Hanoi (VNA) – Des collectionneurs de timbres ou de vieux livres, ça, on connaît… Des collectionneurs de figurines, en revanche, c’est déjà plus rare. Alors un collectionneur de figurines professionnel, là, c’est à la limite du surréaliste…Eh bien figurez-vous que non ! Il en existe au moins un, et au Vietnam, en plus de ça. Il s’appelle Tô Quôc Nghi.

Un metier dont vous ignorez peut-etre l’existence hinh anh 1Tô Quôc Nghi. Photo : VNP


Une chemise à carreau, un jean bleu, des cheveux longs lissés à l’arrière… À première vue, Tô Quôc Nghi, 31 printemps aujourd’hui, ressemblerait plutôt à un artiste un peu bohème... Mais il exerce un métier peu commun: collectionneur de figurines. Eh oui, c’est son gagne-pain. Il y en a qui sont médecins, coiffeurs, enseignants, journalistes… Eh bien Tô Quôc Nghi, lui, collectionne des figurines...   

«On a tous été fans de dessins animés quand on était petit… Alors en général, quand on grandit, on nourrit d’autres passions. Eh bien pas moi, et ça, j’assume!... J’adore les figurines qui représentent des personnages de dessins animés. En bois, en plastique, en métal… Je prends tout ce que je trouve… Ça a commencé dans les années 2000, mais à l’époque, c’était assez difficile de faire des collections de ce genre-là, ici, au Vietnam», raconte-t-il.  

Un metier dont vous ignorez peut-etre l’existence hinh anh 2Une de ses figures. Photo : Kenh14.vn

Issu d’une famille d’enseignants, Tô Quôc Nghi est lui aussi professeur. «Était», devrait-on dire… Après avoir obtenu un diplôme à l’Université nationale de Hô Chi Minh-ville, il a en effet enseigné le dessin pendant deux ans dans une école primaire… avant de finalement tout laisser en plan pour se consacrer à son unique passion: les figurines.
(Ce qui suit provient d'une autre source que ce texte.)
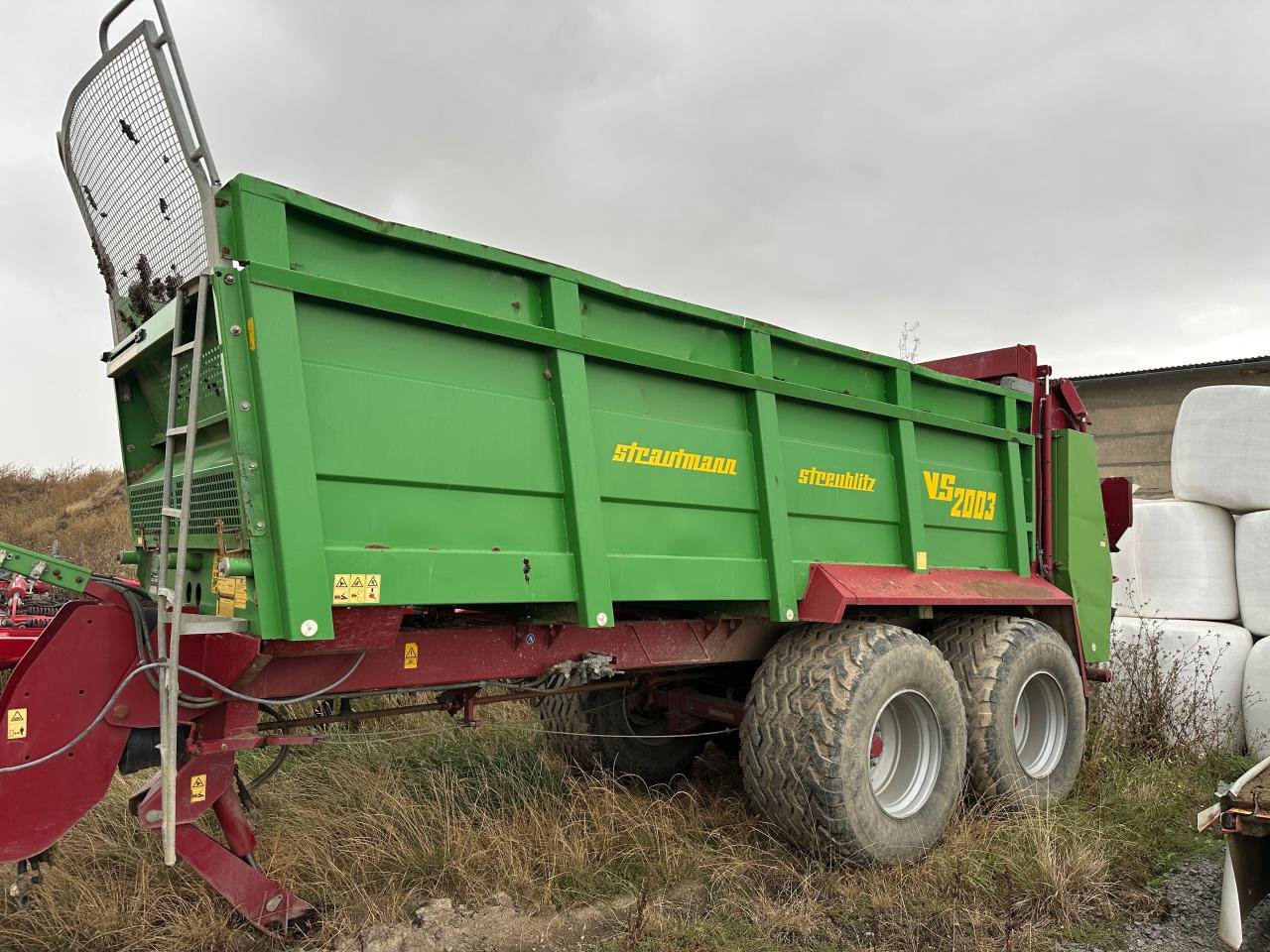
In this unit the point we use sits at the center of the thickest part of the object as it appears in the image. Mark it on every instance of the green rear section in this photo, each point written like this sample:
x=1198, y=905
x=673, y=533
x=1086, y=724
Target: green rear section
x=441, y=424
x=1082, y=558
D’accord, lui ont dit ses parents, mais à condition qu’au bout de trois ans, tu réussisses à devenir autonome…

Pari gagné! Aujourd’hui, Tô Quôc Nghi est collectionneur et fier de l’être. 

«Les temps changent», constate-t-il. «Aujourd’hui, être collectionneur de figurines est aussi banal qu’être collectionneur de timbres ou de vieux journaux. On n’est plus regardé comme l’hurluberlu de service… De toutes façons, des collectionneurs de figurines, il y en a quand même plusieurs de par le monde, et en plus, ils ont la bonne idée de communiquer entre eux, ce qui facilite les affaires. Et puisqu’on parle d’affaires, eh bien moi, j’ai ouvert ma propre boutique de figurines, et ma foi, ça marche plutôt pas mal.»      
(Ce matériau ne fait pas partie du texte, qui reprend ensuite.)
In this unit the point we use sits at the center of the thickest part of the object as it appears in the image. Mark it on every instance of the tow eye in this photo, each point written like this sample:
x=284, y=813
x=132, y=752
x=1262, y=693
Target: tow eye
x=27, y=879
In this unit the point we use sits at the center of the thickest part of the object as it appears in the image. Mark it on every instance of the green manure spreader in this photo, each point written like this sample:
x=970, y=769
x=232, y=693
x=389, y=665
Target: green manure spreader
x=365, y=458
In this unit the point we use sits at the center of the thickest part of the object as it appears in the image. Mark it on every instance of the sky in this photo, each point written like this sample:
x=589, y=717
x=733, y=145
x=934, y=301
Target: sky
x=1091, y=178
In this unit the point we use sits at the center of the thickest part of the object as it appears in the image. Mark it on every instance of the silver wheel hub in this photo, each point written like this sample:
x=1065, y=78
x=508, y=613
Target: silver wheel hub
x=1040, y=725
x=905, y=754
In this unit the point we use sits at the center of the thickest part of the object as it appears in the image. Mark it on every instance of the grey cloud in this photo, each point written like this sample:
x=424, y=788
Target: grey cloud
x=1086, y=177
Un metier dont vous ignorez peut-etre l’existence hinh anh 3La figure de Trân Hung Dao. Photo : fmshop

«Plutôt pas mal»… Un doux euphémisme. En fait de boutique, Tô Quôc Nghi est à la tête d’un bâtiment de cinq étages en plein cœur du 10e arrondissement de Hô Chi Minh-ville: autant dire qu’il a pignon sur rue. Qui l’eût cru, pourtant ? Lorsqu’il s’est lancé, il n’avait que 5 millions de dôngs en poche…

Aujourd’hui, il possède une collection de plus de 600 pièces venues des quatre coins du monde, une collection dont la valeur marchande est estimée à plus de 300 millions de dôngs. Mais son rêve ne s’arrête pas là.  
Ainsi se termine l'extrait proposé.